Takiego zdecydowanego zwycięstwa i tak utalentowanego zawodnika dawno nie mieliśmy na naszych biegach. Szymon Dorożyński, 21-latek z Namysłowa, ze startu wystrzelił jak pocisk z katiuszy, a potem swym tempem zmęczył nawet pilotującego bieg na rowerze Świętego Mikołaja, w którego tym razem wcielił się sam głównodowodzący klubem Dominik Krumin. Jeszcze jedno kółko i zamęczyłby nam prezesa na śmierć. Szymonie, dziękujemy za okazane miłosierdzie! Skąd taki talent? Z Opolskiego. Student fizjoterapii reprezentujący obecnie barwy LUKS Azymek Zdzieszowice ma już całkiem bogate biegowe CV i był zdecydowanym faworytem naszej imprezy. Ale jeśli biega się kilometr w 2:44 (2:36 w hali), „trójkę” w 8:27 a 5 km w 14:58, to nie mogło być inaczej. Niemal równe 32:00 na linii 10 km i 32:59 na mecie – to robi wrażenie. Za rok ponownie zaprosimy pana Szymona… ale wypuścimy go na trasę 3 minuty po wszystkich. I radźcie sobie!

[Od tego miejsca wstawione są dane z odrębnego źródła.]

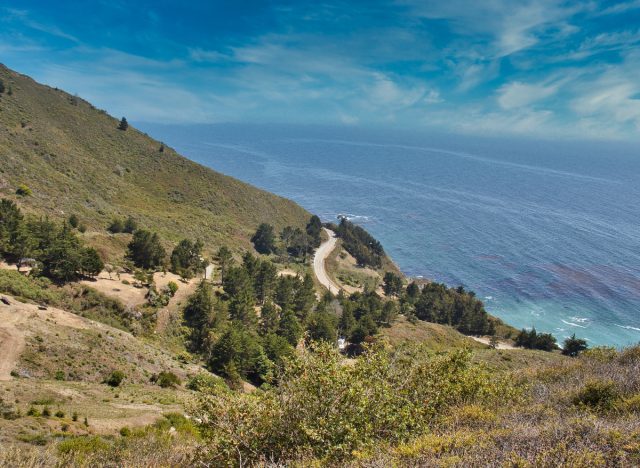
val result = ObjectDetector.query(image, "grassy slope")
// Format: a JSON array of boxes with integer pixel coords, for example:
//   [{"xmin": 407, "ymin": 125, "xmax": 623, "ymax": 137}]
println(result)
[{"xmin": 0, "ymin": 65, "xmax": 309, "ymax": 254}]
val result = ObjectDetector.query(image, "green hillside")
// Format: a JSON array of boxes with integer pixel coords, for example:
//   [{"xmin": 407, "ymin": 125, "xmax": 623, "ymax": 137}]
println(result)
[{"xmin": 0, "ymin": 65, "xmax": 309, "ymax": 254}]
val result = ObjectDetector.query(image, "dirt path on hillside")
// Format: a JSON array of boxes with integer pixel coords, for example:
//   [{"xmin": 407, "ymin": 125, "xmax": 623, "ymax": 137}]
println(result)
[
  {"xmin": 469, "ymin": 336, "xmax": 521, "ymax": 349},
  {"xmin": 0, "ymin": 310, "xmax": 24, "ymax": 381},
  {"xmin": 154, "ymin": 267, "xmax": 199, "ymax": 333},
  {"xmin": 313, "ymin": 228, "xmax": 340, "ymax": 294},
  {"xmin": 0, "ymin": 295, "xmax": 109, "ymax": 381}
]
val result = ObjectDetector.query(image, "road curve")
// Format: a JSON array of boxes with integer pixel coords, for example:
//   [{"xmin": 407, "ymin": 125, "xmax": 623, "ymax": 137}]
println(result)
[{"xmin": 313, "ymin": 228, "xmax": 340, "ymax": 294}]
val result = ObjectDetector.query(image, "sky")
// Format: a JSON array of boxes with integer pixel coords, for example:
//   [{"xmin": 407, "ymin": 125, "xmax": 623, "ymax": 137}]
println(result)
[{"xmin": 0, "ymin": 0, "xmax": 640, "ymax": 141}]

– Biegło się o tyle trudno, że cały czas samotnie, ale generalnie bardzo sympatyczna impreza. Szukałem biegu właśnie na takim dystansie i w tym terminie, gdyż potrzebowałem solidnego przetarcia przed Biegiem Sylwestrowym w Trzebnicy, gdzie liczę na dobry wynik – podzielił się na gorąco wrażeniami triumfator. – Potraktowałem bieg poważnie, pod koniec starałem się trzymać tempo ok. 3:15/km, jednak zacząłem jeszcze szybciej. Sił wystarczyło, dodatkowe 200 m na finiszu nie było żadnym problemem. Cieszę się, że mogłem być z wami i pobiec w gronie tylu biegaczy – powiedział sympatyczny namysłowianin.

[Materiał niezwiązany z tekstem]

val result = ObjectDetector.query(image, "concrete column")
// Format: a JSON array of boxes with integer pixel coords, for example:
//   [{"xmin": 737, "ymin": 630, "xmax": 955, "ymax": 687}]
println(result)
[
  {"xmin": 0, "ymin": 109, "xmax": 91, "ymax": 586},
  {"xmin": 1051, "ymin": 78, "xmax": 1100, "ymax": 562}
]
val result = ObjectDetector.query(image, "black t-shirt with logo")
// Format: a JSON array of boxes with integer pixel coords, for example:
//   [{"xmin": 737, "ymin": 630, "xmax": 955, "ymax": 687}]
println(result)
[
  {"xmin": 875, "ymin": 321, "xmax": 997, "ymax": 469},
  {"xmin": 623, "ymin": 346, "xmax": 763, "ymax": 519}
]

A grono to było liczne, jak jeszcze nigdy w historii naszego mikołajkowego biegania. Doliczając najmłodszych, którzy pobiegli za Mikołajem na 2 km i musieli zapracować na słodycze od Świętego (pewnie nie wiedzieli, ale wcielił się w niego nasz as, triumfator Grand Prix 2012 Piotr Chodorski), łącznie bawiło się z nami prawie 300 osób! Dziękujemy i chylimy czoła, że nie zrezygnowaliście pod wpływem alarmistycznych wieści meteo, które przez cały weekend były głównym punktem wszystkich serwisów informacyjnych.
Z „Ksawerym” żartów nie było. Kiedy w piątkowe popołudnie zjawiliśmy się na trasie, żeby dokonać ostatecznego pomiaru, na koronie wału utrzymanie się na rowerze graniczyło z cudem, a nad głowami trzeszczały łamane przez wietrzysko gałęzie. Autentycznie baliśmy się, że – abstrahując już od ewentualnego niedostatecznego przygotowania trasy – gros spośród was po prostu ze startu zrezygnuje. I jak tu nie wierzyć w szczęśliwy omen? Dzień i dwa przed biegiem – orkan, dzień po biegu – pogoda z cyklu „nawet psa z domu…”, a w dniu startu: niemal bezwietrznie, zimowo, ba, momentami nawet poprószył drobny śnieżek. Oj, mamy chyba chody na górze.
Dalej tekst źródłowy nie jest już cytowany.